Structure characterization and tribological study of magnetron sputtered nanocomposite nc-TiAlV(N,C)/a-C coatings

Abstract

Grown by reactive unbalanced magnetron sputtering in a mixed N₂ and CH₄ gaseous medium, heterogeneous nanocomposite coatings in the Ti–Al–V–N–C system show extraordinarily excellent tribological performance of coated machining tools. Using analytical high-resolution TEM, EELS, FEG-SEM, XRD, and Raman spectroscopy, this paper reports detailed structural and chemical characterization of the coatings grown at various CH₄ : N₂ ratios. Meanwhile, the mechanical and tribological properties were also measured, including hardness, Young's modulus, residual stress and the dry-sliding friction and wear at varying environmental humidity. When CH₄ gas was introduced in the deposition, the structure of the coatings has been found to experience a change from nano-scale TiAlN/VN multilayer architecture to a complex mixture of columnar grains of nc-TiAlV(N,C)/a-C nanocomposites and inter-column network of sp²-type amorphous carbon.

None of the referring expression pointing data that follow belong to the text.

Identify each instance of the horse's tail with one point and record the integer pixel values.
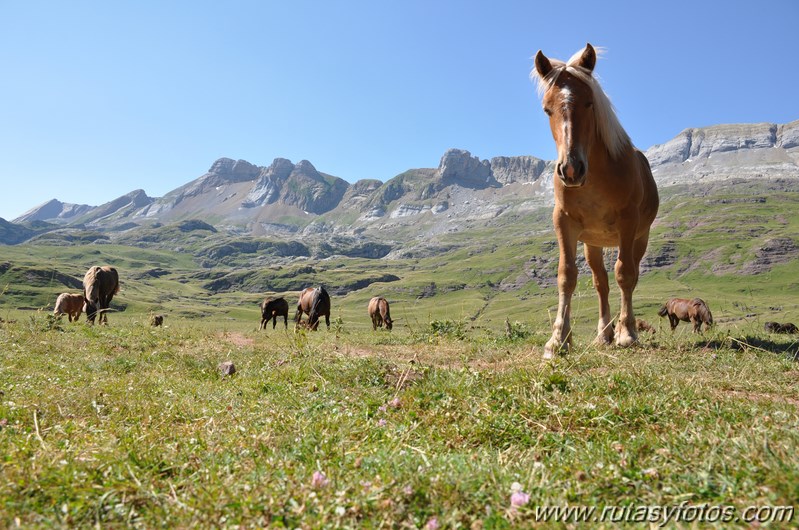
(708, 316)
(91, 284)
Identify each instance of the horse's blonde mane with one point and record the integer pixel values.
(608, 127)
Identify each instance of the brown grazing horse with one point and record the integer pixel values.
(605, 195)
(100, 284)
(694, 310)
(315, 302)
(69, 304)
(271, 308)
(379, 313)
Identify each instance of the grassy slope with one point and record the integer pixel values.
(136, 426)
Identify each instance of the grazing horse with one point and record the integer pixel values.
(271, 308)
(100, 284)
(776, 327)
(694, 310)
(605, 195)
(379, 313)
(69, 304)
(316, 303)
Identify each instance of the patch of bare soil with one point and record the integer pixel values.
(237, 339)
(762, 396)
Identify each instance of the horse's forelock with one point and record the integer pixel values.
(608, 127)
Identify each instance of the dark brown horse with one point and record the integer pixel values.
(379, 313)
(69, 304)
(605, 195)
(100, 284)
(694, 310)
(271, 308)
(315, 302)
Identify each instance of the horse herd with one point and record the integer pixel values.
(605, 196)
(315, 302)
(100, 284)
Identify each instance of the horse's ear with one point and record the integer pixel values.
(542, 64)
(588, 58)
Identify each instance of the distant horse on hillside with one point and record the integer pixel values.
(271, 308)
(776, 327)
(100, 284)
(315, 302)
(605, 195)
(379, 313)
(694, 310)
(69, 304)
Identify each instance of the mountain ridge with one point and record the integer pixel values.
(462, 192)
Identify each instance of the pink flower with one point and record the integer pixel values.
(519, 499)
(319, 480)
(432, 524)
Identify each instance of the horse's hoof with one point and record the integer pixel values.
(603, 340)
(625, 340)
(554, 347)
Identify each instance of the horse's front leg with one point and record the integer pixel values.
(567, 281)
(593, 255)
(630, 253)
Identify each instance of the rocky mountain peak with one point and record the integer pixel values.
(460, 167)
(229, 170)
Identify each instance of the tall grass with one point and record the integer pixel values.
(129, 425)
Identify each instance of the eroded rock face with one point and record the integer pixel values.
(702, 143)
(510, 169)
(772, 252)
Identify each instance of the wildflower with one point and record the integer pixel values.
(319, 480)
(432, 524)
(519, 499)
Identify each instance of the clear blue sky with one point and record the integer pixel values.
(100, 98)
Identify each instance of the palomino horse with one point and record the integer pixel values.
(694, 311)
(316, 303)
(605, 195)
(379, 313)
(100, 284)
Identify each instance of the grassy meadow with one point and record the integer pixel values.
(451, 420)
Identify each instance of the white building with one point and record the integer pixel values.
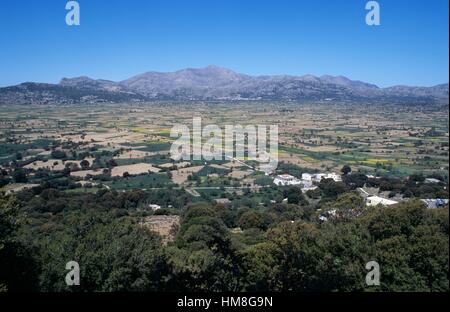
(435, 203)
(336, 177)
(154, 207)
(376, 200)
(286, 179)
(307, 177)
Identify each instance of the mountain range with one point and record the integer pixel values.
(216, 83)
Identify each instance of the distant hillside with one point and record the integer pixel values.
(216, 83)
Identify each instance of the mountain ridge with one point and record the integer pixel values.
(216, 83)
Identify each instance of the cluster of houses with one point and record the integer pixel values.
(307, 181)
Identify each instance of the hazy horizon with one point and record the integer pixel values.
(117, 40)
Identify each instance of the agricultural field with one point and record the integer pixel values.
(128, 146)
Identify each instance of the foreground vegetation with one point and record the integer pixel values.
(281, 248)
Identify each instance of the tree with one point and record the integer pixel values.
(346, 169)
(19, 176)
(250, 219)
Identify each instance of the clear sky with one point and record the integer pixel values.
(121, 38)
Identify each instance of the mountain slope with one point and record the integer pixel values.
(216, 83)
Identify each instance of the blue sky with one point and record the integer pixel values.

Carbon incorporation and segregation also shows remarkable influence on the columnar growth model by leading to finer grain size. As compared to the carbon-free nitride coating, the nanocomposite coatings showed substantially reduced residual stress owing to the free-carbon precipitation, whereas the coatings maintained comparable hardness to the carbon-free TiAlN/VN. Their tribological properties were found to be strongly dependent on the environment. In humid air at RH > 30%, the coatings showed low friction coefficient less than 0.4 and extremely low wear rate at a scale of ∼10⁻¹⁷ m³N⁻¹ m⁻¹.